Der entscheidende Unterschied: Die Verordnung regelte eindeutig, dass es zu jedem Zeitpunkt erlaubt war, sich im öffentlichen Raum aufzuhalten – solange der Aufenthalt allein oder mit Personen im gemeinsamen Haushalt erfolgte und zu anderen Personen ein Mindestabstand von einem Meter eingehalten wurde. Es gab auch nie eine Einschränkung auf „Sport“ oder „Decken auf dem Kopf“.

Das hat auch bereits das Landesverwaltungsgericht Niederösterreich am 12. Mai in einem Urteil eindeutig festgestellt. Genau das hat die Regierung aber über Wochen offenbar bewusst falsch kommuniziert. Diese falschen Informationen wurden sogar auf der offiziellen Seite der Republik, auf österreich.gv.at veröffentlicht. Auch die Stadt Salzburg informierte falsch. Besonders betroffen von den Falsch-Informationen der Regierung waren Menschen mit Migrationshintergrund.

 
Screenshot der ZIB/ORF - Faksimile einer Bestimmungen zu den Ausgangsbeschränkungen.

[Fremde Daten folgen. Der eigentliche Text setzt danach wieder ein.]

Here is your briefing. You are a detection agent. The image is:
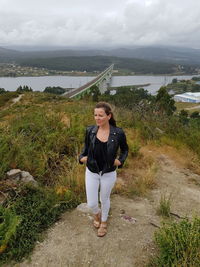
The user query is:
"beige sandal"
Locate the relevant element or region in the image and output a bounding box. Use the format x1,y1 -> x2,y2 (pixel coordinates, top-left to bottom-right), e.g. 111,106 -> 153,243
93,212 -> 101,229
97,223 -> 107,237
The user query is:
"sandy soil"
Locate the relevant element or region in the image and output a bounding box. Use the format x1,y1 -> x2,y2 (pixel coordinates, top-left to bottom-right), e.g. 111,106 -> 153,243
15,151 -> 200,267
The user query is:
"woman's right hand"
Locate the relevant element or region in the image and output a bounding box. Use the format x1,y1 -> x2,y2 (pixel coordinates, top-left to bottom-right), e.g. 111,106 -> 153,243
80,156 -> 87,163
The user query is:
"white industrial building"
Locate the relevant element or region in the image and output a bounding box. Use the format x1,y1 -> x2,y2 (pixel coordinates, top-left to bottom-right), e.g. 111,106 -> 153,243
174,92 -> 200,103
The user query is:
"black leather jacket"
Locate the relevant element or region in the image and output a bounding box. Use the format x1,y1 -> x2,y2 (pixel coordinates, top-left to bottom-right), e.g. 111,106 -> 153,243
79,125 -> 128,175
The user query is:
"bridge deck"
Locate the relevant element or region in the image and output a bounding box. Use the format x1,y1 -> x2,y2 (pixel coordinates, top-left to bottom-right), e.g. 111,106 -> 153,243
63,64 -> 113,98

So hat etwa der staatliche „Österreichische Integrationsfonds“ – verantwortlich für Infos an Menschen mit Migrationshintergrund – über Wochen trotz Warnungen behauptet, dass Spaziergänge verboten wären. Ich habe das hier aufgedeckt. Das Innenministerium hat auch geflüchtete Menschen explizit falsch informiert. Es gibt zahlreiche Berichte, wonach PolizistInnen rechtlich völlig absurde Anweisungen gegeben haben. Die gesetzlichen Vorgaben nachvollziehbar einhalten? Fehlanzeige!

Wir sollten Bescheid wissen

Die Corona-Pandemie ist für uns alle Neuland. Wenn eine so gewaltige Krise auftritt, kann nicht alles im Vorhinein geplant werden, es kann nicht alles perfekt laufen, es können Fehler passieren. All das ist nur allzu verständlich.

Doch der Mindestanspruch wäre, dass die Öffentlichkeit korrekt, sauber und transparent informiert wird. Und das ist bisher auf vielen Ebenen nicht geschehen. Ganz im Gegenteil.